Dr. Lucy Rorke-Adams
I'm not sure how many in the neuropathology community know this, but our renowned colleague Lucy Rorke-Adams donated slices of Albert Einstein's brain to the Mütter Museum and Historical Medical Library in Philadelphia. Rorke-Adams, a senior neuropathologist at the Children's Hospital of Philadelphia, donated the 46 slices of brain tissue to the museum in 2011. Rorke-Adams had received the slides as a gift from local doctor, who in turn had received them from his colleague, a neuropathologist who examined the slides on behalf of Thomas Harvey, the man who removed Einstein's brain during an autopsy in 1955. Guess where my first stop will be on my next visit to Philly?

Friday, July 17, 2015

The Tumor Biomarker Series: Medulloblastoma Markers

Four subgroups of medulloblastoma have been defined based on genetic alterations:

Wingless (WNT) - WNT medulloblastomas display monosomy 6 and most show nuclear accumulation of the WNT pathway protein beta-catenin, which serves as a useful immunohistochemical screen for this group. Medulloblasomas with more than 50% nuclear staining for beta-catenin have been shown to have WNT pathway activation, whereas those with only focal nuclear staining do not. Overall survival for WNT medulloblastomas are dramatically longer than those of other subtypes, and clinical practices surrounding the treatment of this subtype reflects this better prognosis.

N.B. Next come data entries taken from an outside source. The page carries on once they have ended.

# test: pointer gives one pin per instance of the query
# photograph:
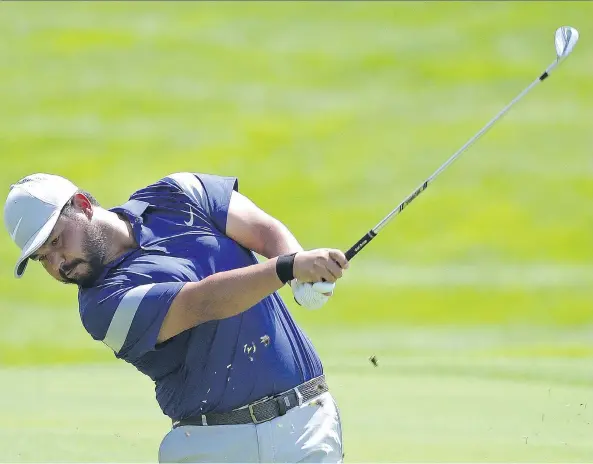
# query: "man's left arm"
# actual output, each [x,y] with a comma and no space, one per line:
[256,230]
[253,228]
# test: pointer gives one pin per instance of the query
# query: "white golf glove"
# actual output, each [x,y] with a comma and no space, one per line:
[311,296]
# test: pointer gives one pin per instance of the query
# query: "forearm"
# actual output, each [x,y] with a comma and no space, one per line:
[277,240]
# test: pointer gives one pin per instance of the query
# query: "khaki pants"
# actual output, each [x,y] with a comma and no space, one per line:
[308,433]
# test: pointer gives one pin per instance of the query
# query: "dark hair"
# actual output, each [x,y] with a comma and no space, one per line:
[68,207]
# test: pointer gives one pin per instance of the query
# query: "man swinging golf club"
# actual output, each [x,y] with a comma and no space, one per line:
[170,282]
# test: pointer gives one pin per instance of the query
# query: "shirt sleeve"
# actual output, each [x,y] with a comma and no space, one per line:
[209,192]
[127,318]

Sonic Hedgehog (SHH) - SHH medulloblastomas often show a nodular/desmoplastic histopathology and are associated with a better prognosis in younger children and infants. 9q deletion is characteristic, and MYCN amplifications are occasionally noted. GAB1 is expressed in the cytoplasm of nearly all SHH medulloblastomas but not in other groups and can be detected imunohistochemically, making it a valuable SHH-group marker.  Targeted therapies directed at this subgroup have been established and are entering clinical practice.

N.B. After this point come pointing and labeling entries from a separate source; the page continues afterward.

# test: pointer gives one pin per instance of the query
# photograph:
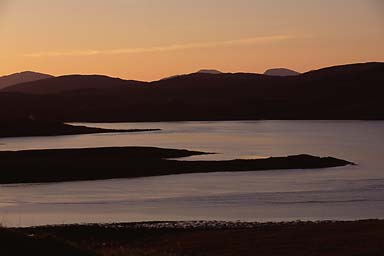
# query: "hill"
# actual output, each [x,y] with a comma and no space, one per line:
[71,83]
[341,92]
[281,72]
[23,77]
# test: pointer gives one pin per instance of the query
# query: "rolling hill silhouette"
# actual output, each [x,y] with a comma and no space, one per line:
[281,72]
[71,83]
[22,77]
[342,92]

"Group 3" - Group 3 medulloblastomas have the worst overall prognosis, have a high incidence of large cell/anaplastic histology, and are very frequently metastatic. This group contains the vast majority of MYC amplified tumors, with MYC amplification being a strong negative prognostic factor. It has been suggested that Group 3 tumors should perhaps be re-named MYC medulloblastomas, but wide agreement has not been reached on this designation. Group 3 tumors occur more commonly in males than females, and are found in infants and children, but almost never in adults.

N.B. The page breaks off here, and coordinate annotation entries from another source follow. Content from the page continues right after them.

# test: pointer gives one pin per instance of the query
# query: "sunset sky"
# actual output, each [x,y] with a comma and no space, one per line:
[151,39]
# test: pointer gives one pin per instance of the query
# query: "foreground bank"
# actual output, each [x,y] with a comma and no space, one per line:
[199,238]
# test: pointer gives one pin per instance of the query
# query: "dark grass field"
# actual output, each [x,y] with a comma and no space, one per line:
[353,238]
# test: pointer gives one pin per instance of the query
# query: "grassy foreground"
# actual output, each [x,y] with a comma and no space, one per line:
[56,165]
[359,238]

"Group 4" - Group 4 medulloblastomas classically harbor isochromosome 17q; but as the molecular pathogenesis of this group is not currently clear, the generic name "Group 4" remains the consensus designation. Although isochromosome 17q is also seen in Group 3 tumors, it is much more common in Group 4. KCNA1 has been suggested as an immunohistochemical marker for this group, but this requires validation.  The only other notable cytogeneic change seen in Group 4 tumors is loss of X chromosome, which is seen in 80% of females with this tumor subtype. Group 4 patients have an intermediate prognosis, similar to patients with SHH tumors.

In conclusion, the worst prognosis is associated  with Group 3 medulloblastoma; Group 4 and SHH have an intermediate prognosis; and WNT medulloblastoma tends to have the best prognosis.